Sehingga mempercayakan pengajuan dan revisi anggaran keuangan di MTsN Semuntai kepada terpidana Alim Bahri.
Saksi Alim Bahri dianggap memahami administrasi keuangan berbasis aplikasi Rencana Kerja dan Anggaran Kementerian/Lembaga (RKA-K/L).

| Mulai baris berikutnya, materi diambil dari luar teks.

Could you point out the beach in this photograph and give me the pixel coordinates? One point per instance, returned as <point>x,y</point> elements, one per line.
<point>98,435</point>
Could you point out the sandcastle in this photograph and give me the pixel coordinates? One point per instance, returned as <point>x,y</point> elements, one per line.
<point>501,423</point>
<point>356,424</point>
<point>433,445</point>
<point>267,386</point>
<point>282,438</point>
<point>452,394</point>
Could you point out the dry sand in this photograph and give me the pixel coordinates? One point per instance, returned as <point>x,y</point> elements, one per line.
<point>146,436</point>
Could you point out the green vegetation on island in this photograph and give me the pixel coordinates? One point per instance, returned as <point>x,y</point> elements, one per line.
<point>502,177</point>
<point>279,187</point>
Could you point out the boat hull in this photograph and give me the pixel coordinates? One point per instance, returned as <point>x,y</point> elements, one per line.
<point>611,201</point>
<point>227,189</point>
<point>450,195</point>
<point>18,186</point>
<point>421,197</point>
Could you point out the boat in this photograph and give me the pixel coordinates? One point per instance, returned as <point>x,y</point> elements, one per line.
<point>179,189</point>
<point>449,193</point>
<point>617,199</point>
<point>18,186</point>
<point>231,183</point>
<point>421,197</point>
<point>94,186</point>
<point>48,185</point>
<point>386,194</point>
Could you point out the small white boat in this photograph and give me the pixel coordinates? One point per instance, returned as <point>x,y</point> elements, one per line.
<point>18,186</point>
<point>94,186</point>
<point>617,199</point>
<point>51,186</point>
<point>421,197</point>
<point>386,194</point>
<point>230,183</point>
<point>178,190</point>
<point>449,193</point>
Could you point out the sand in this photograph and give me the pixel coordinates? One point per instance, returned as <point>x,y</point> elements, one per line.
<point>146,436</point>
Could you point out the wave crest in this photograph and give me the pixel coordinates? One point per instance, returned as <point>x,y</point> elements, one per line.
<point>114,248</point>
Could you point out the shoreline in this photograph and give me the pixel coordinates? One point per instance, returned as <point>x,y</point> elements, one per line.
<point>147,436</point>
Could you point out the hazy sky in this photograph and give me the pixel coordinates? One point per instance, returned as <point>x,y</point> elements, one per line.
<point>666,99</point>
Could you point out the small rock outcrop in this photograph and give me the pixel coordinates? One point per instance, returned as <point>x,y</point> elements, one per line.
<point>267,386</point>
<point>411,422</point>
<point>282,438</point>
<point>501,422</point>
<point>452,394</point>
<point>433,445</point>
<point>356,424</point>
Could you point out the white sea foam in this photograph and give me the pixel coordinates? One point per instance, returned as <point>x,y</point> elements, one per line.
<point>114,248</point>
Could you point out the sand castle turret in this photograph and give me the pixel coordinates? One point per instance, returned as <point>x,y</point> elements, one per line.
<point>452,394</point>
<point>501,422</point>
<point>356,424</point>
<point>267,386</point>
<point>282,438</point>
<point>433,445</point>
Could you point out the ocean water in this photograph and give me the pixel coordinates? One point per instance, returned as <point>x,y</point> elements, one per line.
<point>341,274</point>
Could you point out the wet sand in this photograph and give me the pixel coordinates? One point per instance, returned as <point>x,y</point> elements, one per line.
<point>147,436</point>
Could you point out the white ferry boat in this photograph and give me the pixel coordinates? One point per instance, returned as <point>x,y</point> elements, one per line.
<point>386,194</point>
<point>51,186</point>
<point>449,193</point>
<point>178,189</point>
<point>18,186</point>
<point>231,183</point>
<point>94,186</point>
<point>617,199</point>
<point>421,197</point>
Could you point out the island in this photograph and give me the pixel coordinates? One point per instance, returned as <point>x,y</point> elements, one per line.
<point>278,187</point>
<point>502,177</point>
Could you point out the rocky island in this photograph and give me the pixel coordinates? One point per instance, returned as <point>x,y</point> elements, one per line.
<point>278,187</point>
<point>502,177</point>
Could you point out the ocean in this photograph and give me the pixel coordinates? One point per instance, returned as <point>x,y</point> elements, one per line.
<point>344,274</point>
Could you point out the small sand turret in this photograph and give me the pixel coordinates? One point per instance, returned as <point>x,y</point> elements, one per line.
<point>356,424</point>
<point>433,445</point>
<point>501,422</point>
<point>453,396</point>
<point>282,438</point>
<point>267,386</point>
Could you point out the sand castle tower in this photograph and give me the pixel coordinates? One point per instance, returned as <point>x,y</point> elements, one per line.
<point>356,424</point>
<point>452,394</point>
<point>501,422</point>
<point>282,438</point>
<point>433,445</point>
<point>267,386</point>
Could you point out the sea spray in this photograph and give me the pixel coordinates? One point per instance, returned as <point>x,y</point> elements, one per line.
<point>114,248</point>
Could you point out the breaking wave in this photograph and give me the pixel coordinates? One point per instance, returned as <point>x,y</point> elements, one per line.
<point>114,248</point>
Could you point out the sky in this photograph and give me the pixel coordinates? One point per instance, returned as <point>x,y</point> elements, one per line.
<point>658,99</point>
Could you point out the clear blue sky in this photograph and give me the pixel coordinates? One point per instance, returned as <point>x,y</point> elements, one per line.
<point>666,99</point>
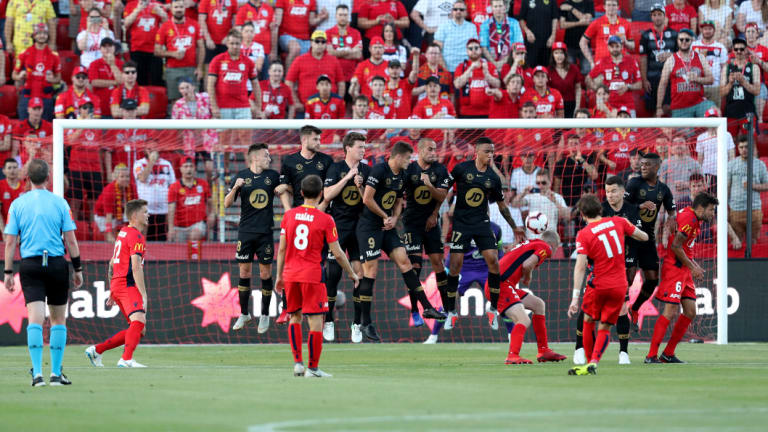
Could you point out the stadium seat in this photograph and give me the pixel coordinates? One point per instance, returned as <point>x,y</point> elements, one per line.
<point>158,102</point>
<point>63,41</point>
<point>9,99</point>
<point>69,61</point>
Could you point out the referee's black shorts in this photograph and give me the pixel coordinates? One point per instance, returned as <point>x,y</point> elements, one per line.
<point>39,282</point>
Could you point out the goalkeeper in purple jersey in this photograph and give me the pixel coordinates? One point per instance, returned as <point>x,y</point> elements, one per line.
<point>474,271</point>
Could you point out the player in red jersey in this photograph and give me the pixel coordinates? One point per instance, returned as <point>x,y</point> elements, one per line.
<point>516,266</point>
<point>601,243</point>
<point>304,231</point>
<point>677,274</point>
<point>127,286</point>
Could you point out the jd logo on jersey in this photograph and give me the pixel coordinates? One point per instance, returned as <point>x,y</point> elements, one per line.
<point>258,199</point>
<point>474,197</point>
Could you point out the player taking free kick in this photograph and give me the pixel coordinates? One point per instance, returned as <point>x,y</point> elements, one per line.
<point>304,231</point>
<point>127,288</point>
<point>602,243</point>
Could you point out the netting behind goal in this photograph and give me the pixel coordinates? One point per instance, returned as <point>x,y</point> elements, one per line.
<point>192,284</point>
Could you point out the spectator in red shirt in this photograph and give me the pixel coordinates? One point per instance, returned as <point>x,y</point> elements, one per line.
<point>295,20</point>
<point>33,133</point>
<point>472,77</point>
<point>104,75</point>
<point>142,19</point>
<point>374,14</point>
<point>129,90</point>
<point>190,205</point>
<point>620,73</point>
<point>112,202</point>
<point>303,73</point>
<point>399,90</point>
<point>367,69</point>
<point>215,20</point>
<point>68,101</point>
<point>681,15</point>
<point>276,99</point>
<point>178,41</point>
<point>39,68</point>
<point>434,67</point>
<point>565,77</point>
<point>345,42</point>
<point>10,188</point>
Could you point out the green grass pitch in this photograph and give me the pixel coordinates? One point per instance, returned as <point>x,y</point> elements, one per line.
<point>444,387</point>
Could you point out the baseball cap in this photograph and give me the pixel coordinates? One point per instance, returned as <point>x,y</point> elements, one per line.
<point>35,102</point>
<point>129,104</point>
<point>79,70</point>
<point>318,34</point>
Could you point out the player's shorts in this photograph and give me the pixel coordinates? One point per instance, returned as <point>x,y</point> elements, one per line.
<point>50,282</point>
<point>676,284</point>
<point>127,298</point>
<point>462,237</point>
<point>647,255</point>
<point>258,244</point>
<point>371,243</point>
<point>415,239</point>
<point>603,305</point>
<point>348,243</point>
<point>508,296</point>
<point>307,297</point>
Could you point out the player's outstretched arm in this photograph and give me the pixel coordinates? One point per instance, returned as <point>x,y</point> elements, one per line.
<point>138,276</point>
<point>341,259</point>
<point>578,280</point>
<point>639,235</point>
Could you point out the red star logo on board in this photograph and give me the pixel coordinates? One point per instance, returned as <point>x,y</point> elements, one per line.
<point>430,287</point>
<point>219,302</point>
<point>647,309</point>
<point>13,310</point>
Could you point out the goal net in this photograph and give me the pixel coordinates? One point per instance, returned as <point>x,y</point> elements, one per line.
<point>193,283</point>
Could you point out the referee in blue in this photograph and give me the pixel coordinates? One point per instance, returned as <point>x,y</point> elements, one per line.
<point>37,220</point>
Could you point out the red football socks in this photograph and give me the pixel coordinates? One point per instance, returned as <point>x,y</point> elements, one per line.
<point>681,326</point>
<point>115,341</point>
<point>588,335</point>
<point>132,338</point>
<point>295,338</point>
<point>540,328</point>
<point>603,338</point>
<point>315,345</point>
<point>659,330</point>
<point>516,338</point>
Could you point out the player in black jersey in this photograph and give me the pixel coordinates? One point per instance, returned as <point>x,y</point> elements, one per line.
<point>255,186</point>
<point>616,205</point>
<point>376,231</point>
<point>344,191</point>
<point>426,185</point>
<point>296,166</point>
<point>649,194</point>
<point>476,183</point>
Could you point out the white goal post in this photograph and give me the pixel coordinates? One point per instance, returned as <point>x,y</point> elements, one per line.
<point>721,280</point>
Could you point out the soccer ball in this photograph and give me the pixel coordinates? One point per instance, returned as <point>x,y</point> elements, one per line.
<point>536,222</point>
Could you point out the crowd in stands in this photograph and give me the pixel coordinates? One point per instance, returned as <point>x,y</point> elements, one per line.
<point>377,59</point>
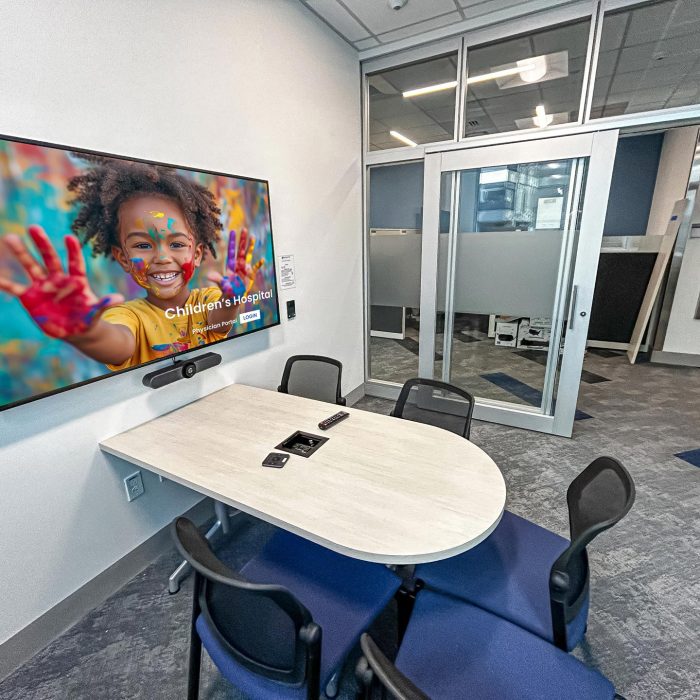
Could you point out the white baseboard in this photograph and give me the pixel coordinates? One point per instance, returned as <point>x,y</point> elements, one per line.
<point>38,634</point>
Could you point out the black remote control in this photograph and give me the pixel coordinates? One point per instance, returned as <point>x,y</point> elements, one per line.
<point>335,418</point>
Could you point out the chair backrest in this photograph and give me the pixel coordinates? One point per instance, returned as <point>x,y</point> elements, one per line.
<point>314,377</point>
<point>263,627</point>
<point>436,403</point>
<point>600,496</point>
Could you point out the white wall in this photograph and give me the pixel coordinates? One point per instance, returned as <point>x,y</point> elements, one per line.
<point>672,176</point>
<point>683,332</point>
<point>252,87</point>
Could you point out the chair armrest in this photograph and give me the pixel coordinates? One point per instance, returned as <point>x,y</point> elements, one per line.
<point>387,674</point>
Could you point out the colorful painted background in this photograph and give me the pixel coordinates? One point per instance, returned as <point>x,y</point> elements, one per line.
<point>33,190</point>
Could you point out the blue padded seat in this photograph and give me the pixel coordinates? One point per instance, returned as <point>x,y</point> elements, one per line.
<point>508,575</point>
<point>453,650</point>
<point>343,595</point>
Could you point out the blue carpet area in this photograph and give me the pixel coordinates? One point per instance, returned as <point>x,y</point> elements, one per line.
<point>691,456</point>
<point>522,391</point>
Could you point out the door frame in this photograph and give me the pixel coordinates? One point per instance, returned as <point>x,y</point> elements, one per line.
<point>578,275</point>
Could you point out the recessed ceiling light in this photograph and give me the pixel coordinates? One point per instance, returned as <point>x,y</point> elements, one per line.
<point>504,73</point>
<point>403,138</point>
<point>541,118</point>
<point>430,88</point>
<point>532,70</point>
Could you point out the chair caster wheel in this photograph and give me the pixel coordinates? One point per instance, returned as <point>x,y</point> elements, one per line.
<point>332,687</point>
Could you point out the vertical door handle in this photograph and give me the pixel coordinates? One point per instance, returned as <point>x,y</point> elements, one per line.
<point>572,307</point>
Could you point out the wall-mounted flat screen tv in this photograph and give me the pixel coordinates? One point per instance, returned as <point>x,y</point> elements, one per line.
<point>109,263</point>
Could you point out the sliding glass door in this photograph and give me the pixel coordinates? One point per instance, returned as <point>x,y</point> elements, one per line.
<point>511,237</point>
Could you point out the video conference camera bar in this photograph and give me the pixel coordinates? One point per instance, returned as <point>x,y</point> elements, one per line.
<point>181,369</point>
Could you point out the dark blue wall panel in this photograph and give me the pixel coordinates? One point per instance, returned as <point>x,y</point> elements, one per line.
<point>632,188</point>
<point>396,196</point>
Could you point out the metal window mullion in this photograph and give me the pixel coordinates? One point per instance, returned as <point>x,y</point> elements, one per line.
<point>563,281</point>
<point>450,266</point>
<point>429,259</point>
<point>597,19</point>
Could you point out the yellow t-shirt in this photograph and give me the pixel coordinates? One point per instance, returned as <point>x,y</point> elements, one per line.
<point>159,336</point>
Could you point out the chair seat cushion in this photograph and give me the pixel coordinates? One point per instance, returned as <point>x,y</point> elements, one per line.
<point>343,595</point>
<point>453,650</point>
<point>508,574</point>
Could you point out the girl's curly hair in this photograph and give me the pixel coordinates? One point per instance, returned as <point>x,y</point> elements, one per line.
<point>109,182</point>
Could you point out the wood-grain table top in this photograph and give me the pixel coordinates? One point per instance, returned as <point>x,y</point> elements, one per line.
<point>380,489</point>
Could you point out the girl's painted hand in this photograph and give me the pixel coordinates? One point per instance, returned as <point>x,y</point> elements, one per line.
<point>61,303</point>
<point>240,272</point>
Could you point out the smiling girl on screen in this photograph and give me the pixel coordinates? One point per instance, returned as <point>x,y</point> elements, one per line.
<point>158,226</point>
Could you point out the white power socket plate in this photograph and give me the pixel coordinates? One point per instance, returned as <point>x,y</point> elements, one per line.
<point>134,486</point>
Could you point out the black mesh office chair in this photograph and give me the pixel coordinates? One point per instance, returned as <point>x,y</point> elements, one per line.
<point>314,377</point>
<point>531,576</point>
<point>261,632</point>
<point>419,398</point>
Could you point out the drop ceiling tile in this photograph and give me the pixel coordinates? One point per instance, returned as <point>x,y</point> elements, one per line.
<point>485,7</point>
<point>366,44</point>
<point>380,18</point>
<point>440,70</point>
<point>421,27</point>
<point>606,63</point>
<point>646,22</point>
<point>635,58</point>
<point>339,18</point>
<point>687,11</point>
<point>572,38</point>
<point>614,30</point>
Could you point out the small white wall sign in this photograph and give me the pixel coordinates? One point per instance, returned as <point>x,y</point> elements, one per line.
<point>287,273</point>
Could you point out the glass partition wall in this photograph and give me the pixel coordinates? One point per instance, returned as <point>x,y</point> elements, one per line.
<point>583,69</point>
<point>395,208</point>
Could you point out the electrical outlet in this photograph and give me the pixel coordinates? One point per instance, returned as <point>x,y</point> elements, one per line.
<point>134,486</point>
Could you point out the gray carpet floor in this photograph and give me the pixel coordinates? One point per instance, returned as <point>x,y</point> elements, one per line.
<point>644,626</point>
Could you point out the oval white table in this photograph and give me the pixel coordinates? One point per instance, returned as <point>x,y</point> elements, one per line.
<point>380,489</point>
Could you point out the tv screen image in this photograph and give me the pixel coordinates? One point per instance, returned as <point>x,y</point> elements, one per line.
<point>108,263</point>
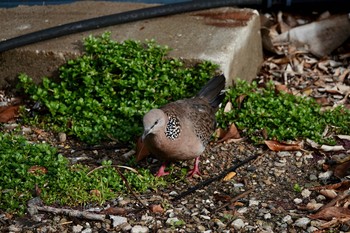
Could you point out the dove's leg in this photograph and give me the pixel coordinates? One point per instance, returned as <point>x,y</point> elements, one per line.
<point>195,170</point>
<point>161,171</point>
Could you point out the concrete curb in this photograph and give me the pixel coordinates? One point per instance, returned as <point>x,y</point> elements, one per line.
<point>227,36</point>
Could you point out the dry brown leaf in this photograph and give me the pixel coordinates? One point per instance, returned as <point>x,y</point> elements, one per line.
<point>240,100</point>
<point>343,76</point>
<point>229,176</point>
<point>220,133</point>
<point>313,206</point>
<point>141,150</point>
<point>342,170</point>
<point>280,146</point>
<point>95,192</point>
<point>156,209</point>
<point>114,211</point>
<point>331,212</point>
<point>8,113</point>
<point>281,87</point>
<point>228,107</point>
<point>330,193</point>
<point>319,37</point>
<point>232,133</point>
<point>282,25</point>
<point>324,147</point>
<point>332,148</point>
<point>341,186</point>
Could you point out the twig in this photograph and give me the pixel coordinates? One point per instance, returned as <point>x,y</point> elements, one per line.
<point>236,198</point>
<point>345,194</point>
<point>129,188</point>
<point>137,198</point>
<point>71,213</point>
<point>218,177</point>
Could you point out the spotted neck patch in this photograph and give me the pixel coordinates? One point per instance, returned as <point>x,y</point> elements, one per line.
<point>172,130</point>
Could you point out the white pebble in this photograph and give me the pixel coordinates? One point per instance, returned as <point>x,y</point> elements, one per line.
<point>297,201</point>
<point>139,229</point>
<point>242,210</point>
<point>238,224</point>
<point>305,193</point>
<point>118,220</point>
<point>325,175</point>
<point>253,203</point>
<point>171,221</point>
<point>173,193</point>
<point>287,219</point>
<point>77,228</point>
<point>302,222</point>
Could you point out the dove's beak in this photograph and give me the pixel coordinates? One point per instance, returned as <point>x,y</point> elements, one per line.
<point>144,135</point>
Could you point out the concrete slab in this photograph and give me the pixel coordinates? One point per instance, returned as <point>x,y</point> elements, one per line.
<point>227,36</point>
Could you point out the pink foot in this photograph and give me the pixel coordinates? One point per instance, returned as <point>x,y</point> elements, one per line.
<point>161,171</point>
<point>195,170</point>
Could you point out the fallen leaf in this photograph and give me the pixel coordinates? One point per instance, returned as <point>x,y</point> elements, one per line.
<point>228,107</point>
<point>341,186</point>
<point>240,100</point>
<point>114,211</point>
<point>280,146</point>
<point>280,87</point>
<point>229,176</point>
<point>313,206</point>
<point>141,150</point>
<point>329,193</point>
<point>342,170</point>
<point>222,197</point>
<point>331,212</point>
<point>232,133</point>
<point>326,148</point>
<point>156,209</point>
<point>331,148</point>
<point>37,190</point>
<point>95,192</point>
<point>220,133</point>
<point>320,37</point>
<point>8,113</point>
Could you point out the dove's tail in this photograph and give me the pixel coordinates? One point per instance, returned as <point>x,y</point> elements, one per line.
<point>213,90</point>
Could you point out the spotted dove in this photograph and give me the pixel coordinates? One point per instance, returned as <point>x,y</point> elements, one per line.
<point>181,130</point>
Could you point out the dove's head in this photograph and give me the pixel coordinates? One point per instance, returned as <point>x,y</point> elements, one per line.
<point>153,122</point>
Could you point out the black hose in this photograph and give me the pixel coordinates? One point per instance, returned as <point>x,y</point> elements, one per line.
<point>114,19</point>
<point>162,10</point>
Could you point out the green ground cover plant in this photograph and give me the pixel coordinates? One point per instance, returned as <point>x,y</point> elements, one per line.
<point>36,169</point>
<point>104,93</point>
<point>281,115</point>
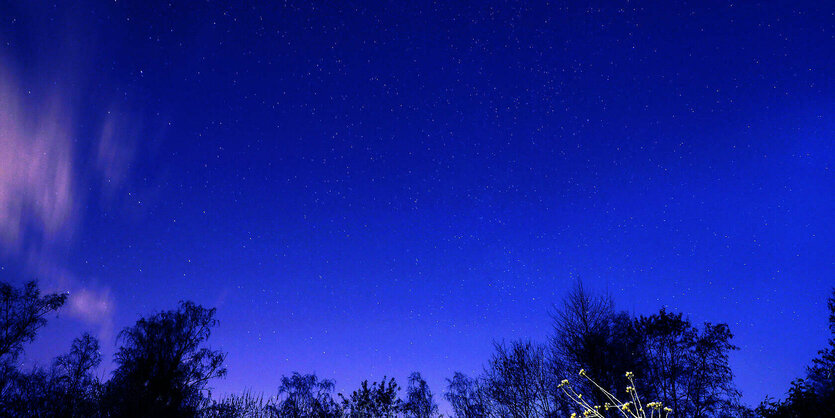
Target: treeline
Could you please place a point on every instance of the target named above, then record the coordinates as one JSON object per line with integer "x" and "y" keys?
{"x": 164, "y": 368}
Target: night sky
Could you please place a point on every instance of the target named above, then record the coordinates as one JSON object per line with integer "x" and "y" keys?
{"x": 371, "y": 189}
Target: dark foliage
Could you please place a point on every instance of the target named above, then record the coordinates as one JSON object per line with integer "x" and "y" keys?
{"x": 163, "y": 367}
{"x": 306, "y": 396}
{"x": 378, "y": 400}
{"x": 688, "y": 368}
{"x": 419, "y": 400}
{"x": 815, "y": 395}
{"x": 467, "y": 397}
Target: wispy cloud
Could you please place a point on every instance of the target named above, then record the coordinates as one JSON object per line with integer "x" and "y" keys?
{"x": 37, "y": 189}
{"x": 42, "y": 191}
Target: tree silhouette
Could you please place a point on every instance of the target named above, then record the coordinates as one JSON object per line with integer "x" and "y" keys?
{"x": 815, "y": 395}
{"x": 75, "y": 382}
{"x": 419, "y": 400}
{"x": 306, "y": 396}
{"x": 378, "y": 400}
{"x": 163, "y": 368}
{"x": 468, "y": 397}
{"x": 688, "y": 369}
{"x": 22, "y": 313}
{"x": 519, "y": 381}
{"x": 589, "y": 335}
{"x": 67, "y": 389}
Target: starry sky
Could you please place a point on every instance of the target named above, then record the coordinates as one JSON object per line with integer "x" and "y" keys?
{"x": 372, "y": 188}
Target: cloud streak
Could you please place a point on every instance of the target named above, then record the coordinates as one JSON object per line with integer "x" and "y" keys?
{"x": 37, "y": 189}
{"x": 41, "y": 195}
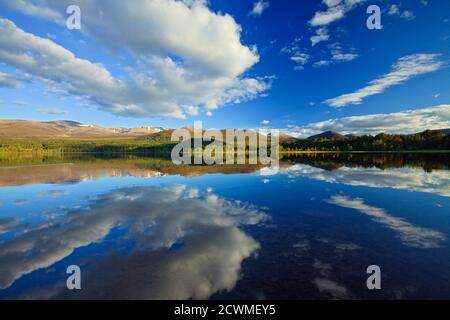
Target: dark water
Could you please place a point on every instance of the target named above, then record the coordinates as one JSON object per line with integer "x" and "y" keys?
{"x": 144, "y": 228}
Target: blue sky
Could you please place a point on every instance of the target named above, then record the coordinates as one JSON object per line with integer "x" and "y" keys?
{"x": 302, "y": 66}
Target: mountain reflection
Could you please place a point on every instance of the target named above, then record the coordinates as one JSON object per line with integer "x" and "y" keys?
{"x": 185, "y": 245}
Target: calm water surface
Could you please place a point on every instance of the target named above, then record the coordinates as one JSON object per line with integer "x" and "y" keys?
{"x": 144, "y": 228}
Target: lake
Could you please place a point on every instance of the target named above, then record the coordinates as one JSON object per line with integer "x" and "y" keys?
{"x": 141, "y": 227}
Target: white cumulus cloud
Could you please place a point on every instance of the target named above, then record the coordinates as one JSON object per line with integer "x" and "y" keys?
{"x": 183, "y": 55}
{"x": 403, "y": 70}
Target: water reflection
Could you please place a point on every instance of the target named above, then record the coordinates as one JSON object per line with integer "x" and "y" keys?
{"x": 186, "y": 245}
{"x": 409, "y": 234}
{"x": 153, "y": 230}
{"x": 416, "y": 173}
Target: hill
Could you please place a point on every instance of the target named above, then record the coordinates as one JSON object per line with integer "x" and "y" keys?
{"x": 67, "y": 129}
{"x": 328, "y": 135}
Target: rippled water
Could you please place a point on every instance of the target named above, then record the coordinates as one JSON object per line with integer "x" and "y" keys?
{"x": 143, "y": 228}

Di sinilah Alim Bahri Bersama terdakwa Arifin dengan nomor perkara 40/Pid.Sus-TPK/2021/PN Smr dan Terdakwa Idris nomor perkara 41/Pid.Sus-TPK/2021/PN Smr menyimpangkan uang negara hingga menyebabkan kerugian keuangan negara sebesar Rp3.447.946.530,00. (tim redaksi)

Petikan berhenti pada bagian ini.